# HG changeset patch
# User kbarrett
# Date 1430516292 14400
#      Fri May 01 17:38:12 2015 -0400
# Node ID 0d5b2d7c32587dae044ed0e6416d64d224707002
# Parent  ff6facebf36f7a8baaf0fe3425067797b09e7a1c
8075215: SATB buffer processing found reclaimed humongous object
Summary: Don't assume SATB buffer entries are valid objects
Reviewed-by: brutisso, ecaspole

diff --git a/src/share/vm/gc_implementation/g1/concurrentMark.cpp b/src/share/vm/gc_implementation/g1/concurrentMark.cpp
--- a/src/share/vm/gc_implementation/g1/concurrentMark.cpp
+++ b/src/share/vm/gc_implementation/g1/concurrentMark.cpp
@@ -2640,24 +2640,41 @@
   _nextMarkBitMap  = (CMBitMap*)  temp;
 }
 
-class CMObjectClosure;
-
-// Closure for iterating over objects, currently only used for
-// processing SATB buffers.
-class CMObjectClosure : public ObjectClosure {
+// Closure for marking entries in SATB buffers.

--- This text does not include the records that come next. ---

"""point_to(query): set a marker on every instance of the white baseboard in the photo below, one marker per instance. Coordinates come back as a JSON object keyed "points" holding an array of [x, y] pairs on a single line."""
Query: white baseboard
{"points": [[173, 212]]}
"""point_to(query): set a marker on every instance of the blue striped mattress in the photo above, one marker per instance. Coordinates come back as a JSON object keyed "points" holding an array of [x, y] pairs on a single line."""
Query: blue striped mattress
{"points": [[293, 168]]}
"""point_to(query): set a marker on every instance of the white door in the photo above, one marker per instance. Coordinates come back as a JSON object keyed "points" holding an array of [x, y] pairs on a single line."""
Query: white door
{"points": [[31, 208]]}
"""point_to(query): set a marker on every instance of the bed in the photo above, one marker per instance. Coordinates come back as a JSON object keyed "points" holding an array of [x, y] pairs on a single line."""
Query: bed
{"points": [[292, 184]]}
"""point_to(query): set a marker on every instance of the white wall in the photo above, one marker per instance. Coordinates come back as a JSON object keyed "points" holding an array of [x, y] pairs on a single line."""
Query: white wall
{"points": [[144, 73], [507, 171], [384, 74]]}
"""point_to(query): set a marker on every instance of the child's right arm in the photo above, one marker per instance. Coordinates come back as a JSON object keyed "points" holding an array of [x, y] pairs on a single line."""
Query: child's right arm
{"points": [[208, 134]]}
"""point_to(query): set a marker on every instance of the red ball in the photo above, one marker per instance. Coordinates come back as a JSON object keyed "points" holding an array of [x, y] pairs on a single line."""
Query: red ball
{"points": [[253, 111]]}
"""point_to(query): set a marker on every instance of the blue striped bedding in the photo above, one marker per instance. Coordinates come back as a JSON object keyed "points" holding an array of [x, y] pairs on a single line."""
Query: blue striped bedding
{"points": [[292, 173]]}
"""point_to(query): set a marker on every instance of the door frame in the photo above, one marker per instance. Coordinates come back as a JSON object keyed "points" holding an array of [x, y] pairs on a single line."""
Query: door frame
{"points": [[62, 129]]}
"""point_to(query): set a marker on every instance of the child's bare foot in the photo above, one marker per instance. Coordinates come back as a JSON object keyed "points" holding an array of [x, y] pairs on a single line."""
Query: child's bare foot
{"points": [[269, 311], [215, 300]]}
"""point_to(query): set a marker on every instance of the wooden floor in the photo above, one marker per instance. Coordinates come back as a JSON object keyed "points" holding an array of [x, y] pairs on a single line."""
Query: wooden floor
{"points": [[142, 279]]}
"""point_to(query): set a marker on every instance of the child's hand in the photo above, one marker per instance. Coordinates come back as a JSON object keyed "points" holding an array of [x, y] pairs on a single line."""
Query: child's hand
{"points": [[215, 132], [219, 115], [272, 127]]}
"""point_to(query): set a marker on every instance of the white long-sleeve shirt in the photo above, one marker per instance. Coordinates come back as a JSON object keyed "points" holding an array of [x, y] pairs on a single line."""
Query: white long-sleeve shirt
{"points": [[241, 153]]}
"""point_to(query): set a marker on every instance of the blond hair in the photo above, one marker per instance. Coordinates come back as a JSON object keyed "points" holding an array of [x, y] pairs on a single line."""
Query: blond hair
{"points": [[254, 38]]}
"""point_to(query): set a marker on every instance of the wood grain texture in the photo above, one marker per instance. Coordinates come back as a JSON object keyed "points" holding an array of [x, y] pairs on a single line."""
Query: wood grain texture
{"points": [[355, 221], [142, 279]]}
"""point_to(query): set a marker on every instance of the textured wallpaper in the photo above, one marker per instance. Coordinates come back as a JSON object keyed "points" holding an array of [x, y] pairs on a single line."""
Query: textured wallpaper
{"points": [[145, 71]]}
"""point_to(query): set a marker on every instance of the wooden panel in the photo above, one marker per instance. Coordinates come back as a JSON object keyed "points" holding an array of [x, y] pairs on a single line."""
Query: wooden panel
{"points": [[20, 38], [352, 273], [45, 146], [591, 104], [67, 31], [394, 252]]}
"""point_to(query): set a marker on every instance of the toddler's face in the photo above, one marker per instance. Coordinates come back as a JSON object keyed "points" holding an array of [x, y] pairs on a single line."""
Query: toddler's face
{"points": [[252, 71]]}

+class CMSATBBufferClosure : public SATBBufferClosure {
 private:
   CMTask* _task;
+  G1CollectedHeap* _g1h;
+
+  // This is very similar to CMTask::deal_with_reference, but with
+  // more relaxed requirements for the argument, so this must be more
+  // circumspect about treating the argument as an object.
+  void do_entry(void* entry) const {
+    _task->increment_refs_reached();
+    HeapRegion* hr = _g1h->heap_region_containing_raw(entry);
+    if (entry < hr->next_top_at_mark_start()) {
+      // Until we get here, we don't know whether entry refers to a valid
+      // object; it could instead have been a stale reference.
+      oop obj = static_cast<oop>(entry);
+      assert(obj->is_oop(true /* ignore mark word */),
+             err_msg("Invalid oop in SATB buffer: " PTR_FORMAT, p2i(obj)));
+      _task->make_reference_grey(obj, hr);
+    }
+  }
 
 public:
-  void do_object(oop obj) {
-    _task->deal_with_reference(obj);
+  CMSATBBufferClosure(CMTask* task, G1CollectedHeap* g1h)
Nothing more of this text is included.